Les pompes ne sont pas populaires auprès des femmes parce que cet exercice a toujours le mythe que vous avez besoin de bras forts pour faire l'exercice correctement. En fait, les push-ups corrects sont l'interaction de différents groupes musculaires. Un abdomen, une jambe et un pomaculature forts sont particulièrement importants pour cet exercice car ils fournissent la tension corporelle nécessaire au mouvement. Normalement, les pompes doivent entraîner les muscles de la poitrine. Des études scientifiques prouvent, cependant, que les muscles du tronc sont spécialement formés à travers cet exercice. Pour les femmes, nous recommandons la version push-up sur les genoux ou les avant-bras. Dans la première méthode d'entraînement, vous ne vous étirez pas les jambes, mais vous marchez avec les genoux vers le sol, vous n'avez donc qu'à effectuer un mouvement ascendant et descendant avec vos mains. La deuxième variante est plus épuisante, mais entraînée à nouveau pour l'estomac, les jambes et les fesses.
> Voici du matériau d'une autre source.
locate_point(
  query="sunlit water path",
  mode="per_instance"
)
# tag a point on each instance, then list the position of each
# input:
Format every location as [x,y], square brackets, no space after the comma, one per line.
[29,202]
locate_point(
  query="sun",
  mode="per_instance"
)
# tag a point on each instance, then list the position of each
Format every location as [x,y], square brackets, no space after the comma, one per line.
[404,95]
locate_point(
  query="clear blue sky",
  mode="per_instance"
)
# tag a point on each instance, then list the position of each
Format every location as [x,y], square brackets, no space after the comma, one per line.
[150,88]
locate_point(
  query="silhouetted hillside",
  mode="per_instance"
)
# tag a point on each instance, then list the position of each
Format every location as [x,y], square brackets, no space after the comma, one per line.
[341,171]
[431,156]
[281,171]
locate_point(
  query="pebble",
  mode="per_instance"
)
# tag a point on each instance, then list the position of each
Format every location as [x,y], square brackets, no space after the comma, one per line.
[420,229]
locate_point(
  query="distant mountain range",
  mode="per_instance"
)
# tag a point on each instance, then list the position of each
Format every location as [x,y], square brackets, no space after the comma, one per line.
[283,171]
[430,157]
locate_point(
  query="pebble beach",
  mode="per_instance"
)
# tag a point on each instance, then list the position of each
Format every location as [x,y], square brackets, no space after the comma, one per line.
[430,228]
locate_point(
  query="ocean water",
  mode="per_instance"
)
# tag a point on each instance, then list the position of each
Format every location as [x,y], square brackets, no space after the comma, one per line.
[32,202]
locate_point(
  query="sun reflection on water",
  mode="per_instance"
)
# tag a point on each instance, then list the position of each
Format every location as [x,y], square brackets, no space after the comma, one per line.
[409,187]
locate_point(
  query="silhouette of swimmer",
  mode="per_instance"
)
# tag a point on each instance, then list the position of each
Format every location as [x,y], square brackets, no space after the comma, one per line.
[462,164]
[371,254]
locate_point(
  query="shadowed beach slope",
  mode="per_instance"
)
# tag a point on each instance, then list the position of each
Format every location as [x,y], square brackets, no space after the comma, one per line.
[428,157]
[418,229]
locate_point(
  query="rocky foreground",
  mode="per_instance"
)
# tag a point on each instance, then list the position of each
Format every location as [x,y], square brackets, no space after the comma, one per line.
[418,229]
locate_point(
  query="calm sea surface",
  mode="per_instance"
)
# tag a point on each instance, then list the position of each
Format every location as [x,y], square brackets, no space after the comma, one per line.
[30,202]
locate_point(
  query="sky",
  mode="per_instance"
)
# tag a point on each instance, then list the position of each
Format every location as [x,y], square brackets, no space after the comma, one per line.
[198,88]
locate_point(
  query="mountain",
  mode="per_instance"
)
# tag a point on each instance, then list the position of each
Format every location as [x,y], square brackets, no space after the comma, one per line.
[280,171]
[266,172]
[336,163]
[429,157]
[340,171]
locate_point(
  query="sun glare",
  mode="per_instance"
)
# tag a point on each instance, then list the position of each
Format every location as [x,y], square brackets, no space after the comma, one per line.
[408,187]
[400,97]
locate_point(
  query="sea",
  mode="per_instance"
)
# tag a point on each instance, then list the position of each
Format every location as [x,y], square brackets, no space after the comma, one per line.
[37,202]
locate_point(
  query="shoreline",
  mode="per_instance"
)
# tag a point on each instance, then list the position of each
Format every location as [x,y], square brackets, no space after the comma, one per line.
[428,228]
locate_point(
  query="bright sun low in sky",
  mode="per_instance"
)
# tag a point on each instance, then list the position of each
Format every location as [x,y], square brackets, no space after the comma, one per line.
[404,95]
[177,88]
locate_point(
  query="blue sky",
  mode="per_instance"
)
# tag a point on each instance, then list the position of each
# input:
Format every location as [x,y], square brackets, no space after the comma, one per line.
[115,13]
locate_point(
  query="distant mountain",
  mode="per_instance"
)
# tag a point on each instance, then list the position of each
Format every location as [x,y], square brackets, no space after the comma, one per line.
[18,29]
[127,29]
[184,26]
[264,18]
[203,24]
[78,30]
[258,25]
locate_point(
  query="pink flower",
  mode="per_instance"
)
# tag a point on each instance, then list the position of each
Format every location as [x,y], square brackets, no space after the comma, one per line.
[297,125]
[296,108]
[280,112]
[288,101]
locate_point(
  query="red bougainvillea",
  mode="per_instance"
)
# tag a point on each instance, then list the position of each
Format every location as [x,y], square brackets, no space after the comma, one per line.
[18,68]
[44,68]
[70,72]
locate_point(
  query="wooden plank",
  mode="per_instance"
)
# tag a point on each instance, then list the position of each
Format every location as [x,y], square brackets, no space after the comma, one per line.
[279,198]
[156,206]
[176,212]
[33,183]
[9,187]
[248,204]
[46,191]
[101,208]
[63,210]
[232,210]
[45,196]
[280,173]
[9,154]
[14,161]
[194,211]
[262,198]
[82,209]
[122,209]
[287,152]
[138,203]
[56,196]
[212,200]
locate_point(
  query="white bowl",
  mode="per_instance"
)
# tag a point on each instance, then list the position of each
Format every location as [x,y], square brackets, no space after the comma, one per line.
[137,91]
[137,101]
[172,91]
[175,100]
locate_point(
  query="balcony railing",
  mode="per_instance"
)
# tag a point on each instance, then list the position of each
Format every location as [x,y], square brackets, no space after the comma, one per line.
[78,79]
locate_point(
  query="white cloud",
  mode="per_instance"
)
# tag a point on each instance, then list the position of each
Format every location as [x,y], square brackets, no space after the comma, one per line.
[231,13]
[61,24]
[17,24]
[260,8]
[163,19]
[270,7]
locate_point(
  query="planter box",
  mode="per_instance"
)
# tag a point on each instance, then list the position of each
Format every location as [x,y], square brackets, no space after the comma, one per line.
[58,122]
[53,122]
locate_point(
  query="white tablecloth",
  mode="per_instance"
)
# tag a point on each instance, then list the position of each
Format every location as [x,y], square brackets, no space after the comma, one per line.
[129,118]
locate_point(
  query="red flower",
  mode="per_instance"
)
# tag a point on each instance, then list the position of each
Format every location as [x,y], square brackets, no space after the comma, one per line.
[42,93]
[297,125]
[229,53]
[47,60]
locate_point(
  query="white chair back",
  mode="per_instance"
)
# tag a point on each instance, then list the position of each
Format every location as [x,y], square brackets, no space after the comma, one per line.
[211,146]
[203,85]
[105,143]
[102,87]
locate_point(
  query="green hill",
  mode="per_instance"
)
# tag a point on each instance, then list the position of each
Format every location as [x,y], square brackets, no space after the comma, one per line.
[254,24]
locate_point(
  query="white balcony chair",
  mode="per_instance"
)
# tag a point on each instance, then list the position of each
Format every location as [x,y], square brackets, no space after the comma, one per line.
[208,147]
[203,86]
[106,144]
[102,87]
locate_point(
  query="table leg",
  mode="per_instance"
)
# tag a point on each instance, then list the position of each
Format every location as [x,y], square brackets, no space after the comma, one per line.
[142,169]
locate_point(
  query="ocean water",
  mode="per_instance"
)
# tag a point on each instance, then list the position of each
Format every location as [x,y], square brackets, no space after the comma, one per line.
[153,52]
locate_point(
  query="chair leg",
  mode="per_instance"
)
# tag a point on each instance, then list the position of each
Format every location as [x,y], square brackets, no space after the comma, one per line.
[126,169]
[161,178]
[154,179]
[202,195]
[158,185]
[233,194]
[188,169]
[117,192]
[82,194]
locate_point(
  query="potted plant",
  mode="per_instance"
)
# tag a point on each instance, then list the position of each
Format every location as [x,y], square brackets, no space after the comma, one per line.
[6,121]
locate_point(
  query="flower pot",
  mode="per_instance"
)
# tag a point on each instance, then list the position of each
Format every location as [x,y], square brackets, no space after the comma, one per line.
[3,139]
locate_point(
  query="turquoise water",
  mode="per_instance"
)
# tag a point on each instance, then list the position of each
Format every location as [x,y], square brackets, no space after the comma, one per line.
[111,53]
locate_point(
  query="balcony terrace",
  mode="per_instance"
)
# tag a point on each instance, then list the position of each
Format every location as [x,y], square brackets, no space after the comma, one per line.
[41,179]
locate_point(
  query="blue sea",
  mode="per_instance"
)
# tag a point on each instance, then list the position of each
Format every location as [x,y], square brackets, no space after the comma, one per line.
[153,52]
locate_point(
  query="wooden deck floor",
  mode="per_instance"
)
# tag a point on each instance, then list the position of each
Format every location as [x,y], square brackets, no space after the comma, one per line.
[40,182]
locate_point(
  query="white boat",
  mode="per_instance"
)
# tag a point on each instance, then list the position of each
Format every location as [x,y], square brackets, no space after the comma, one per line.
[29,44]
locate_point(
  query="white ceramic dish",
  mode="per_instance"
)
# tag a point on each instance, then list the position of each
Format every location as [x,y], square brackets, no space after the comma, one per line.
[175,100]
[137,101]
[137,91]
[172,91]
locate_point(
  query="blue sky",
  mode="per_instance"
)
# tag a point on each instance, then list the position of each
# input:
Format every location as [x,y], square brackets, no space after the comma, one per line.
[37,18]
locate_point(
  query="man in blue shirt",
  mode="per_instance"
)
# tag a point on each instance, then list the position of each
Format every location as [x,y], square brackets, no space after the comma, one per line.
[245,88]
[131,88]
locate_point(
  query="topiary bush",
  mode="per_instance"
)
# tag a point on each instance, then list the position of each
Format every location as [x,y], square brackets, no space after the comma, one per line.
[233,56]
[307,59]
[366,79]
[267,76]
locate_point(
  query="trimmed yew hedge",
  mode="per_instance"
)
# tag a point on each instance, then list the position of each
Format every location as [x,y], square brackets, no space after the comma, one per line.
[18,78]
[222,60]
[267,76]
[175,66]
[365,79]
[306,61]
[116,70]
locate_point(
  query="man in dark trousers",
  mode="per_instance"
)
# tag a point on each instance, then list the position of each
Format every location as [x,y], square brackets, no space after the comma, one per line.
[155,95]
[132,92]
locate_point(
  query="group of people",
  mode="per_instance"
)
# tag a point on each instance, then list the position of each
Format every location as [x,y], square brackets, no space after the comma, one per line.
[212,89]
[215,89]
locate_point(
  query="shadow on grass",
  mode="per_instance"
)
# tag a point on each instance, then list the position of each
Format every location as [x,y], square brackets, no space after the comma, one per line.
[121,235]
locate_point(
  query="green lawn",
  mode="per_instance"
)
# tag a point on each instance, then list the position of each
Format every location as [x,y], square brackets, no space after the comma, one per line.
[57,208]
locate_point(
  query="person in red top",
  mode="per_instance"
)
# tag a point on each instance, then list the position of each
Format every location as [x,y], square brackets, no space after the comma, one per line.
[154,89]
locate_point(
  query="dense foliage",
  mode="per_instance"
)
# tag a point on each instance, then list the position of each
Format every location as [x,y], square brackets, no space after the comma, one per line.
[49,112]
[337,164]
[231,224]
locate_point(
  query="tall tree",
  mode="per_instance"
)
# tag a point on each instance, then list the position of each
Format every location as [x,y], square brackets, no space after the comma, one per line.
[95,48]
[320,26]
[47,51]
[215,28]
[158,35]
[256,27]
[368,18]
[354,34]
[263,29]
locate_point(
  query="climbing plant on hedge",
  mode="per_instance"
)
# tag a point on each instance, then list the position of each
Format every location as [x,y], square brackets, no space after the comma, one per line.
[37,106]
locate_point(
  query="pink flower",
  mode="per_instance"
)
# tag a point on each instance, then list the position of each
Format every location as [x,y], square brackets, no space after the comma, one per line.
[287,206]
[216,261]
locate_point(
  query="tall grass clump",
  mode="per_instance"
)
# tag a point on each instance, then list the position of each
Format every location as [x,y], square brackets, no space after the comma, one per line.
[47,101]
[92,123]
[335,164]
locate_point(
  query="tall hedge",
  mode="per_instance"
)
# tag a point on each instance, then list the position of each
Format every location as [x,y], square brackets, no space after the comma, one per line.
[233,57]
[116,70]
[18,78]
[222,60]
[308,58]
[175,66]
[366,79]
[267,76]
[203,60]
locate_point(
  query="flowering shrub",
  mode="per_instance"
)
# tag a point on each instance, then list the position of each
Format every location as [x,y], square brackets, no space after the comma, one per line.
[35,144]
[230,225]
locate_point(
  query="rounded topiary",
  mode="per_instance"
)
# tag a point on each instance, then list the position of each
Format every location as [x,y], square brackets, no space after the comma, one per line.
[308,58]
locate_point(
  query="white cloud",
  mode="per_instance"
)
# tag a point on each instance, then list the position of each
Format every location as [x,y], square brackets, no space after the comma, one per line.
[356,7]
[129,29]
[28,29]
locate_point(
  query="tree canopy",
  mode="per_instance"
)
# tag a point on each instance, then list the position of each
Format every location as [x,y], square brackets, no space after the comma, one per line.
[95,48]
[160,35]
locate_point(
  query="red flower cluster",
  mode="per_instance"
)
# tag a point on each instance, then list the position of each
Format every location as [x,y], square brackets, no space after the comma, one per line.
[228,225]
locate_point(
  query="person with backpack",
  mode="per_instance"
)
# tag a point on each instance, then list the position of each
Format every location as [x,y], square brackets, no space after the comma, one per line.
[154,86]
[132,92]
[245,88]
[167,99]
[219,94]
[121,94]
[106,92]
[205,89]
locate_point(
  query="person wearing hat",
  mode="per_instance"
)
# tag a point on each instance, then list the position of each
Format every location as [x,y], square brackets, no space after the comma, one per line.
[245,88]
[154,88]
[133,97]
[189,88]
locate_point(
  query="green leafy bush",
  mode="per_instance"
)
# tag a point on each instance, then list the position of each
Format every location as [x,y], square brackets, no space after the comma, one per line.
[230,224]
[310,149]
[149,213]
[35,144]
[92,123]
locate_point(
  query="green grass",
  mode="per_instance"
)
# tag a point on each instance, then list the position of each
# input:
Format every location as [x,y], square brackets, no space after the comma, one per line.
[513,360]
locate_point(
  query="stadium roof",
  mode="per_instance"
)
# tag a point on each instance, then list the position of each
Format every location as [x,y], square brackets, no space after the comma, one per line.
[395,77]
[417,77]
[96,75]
Pour cela, vous allez dans le push-up et mettez vos avant-bras sur le sol. Le push-up vous-même, mais maintenant avec les bras pliés, de sorte que vous n'avez pas besoin de beaucoup de force dans les bras. Une technique correcte de cet exercice ne peut être atteinte que si l'abdomen, les jambes et les fesses sont fortement tendus.

10 exercices en 150 secondes

Mieux que tout gym

La formation à domicile a de nombreux avantages pour la femme active d'aujourd'hui. Le programme de formation peut être conçu individuellement et intégré dans la routine quotidienne. Des variantes d'exercice appropriées peuvent être facilement sélectionnées à partir d'Internet ou de l'application téléchargée. Il n'est pas nécessaire de disposer d'un équipement volumineux et spécial, et qui le souhaite personnellement, peut obtenir des conseils d'un entraîneur personnel en ligne. Peut-être que l'entraînement à domicile sera la tendance de demain.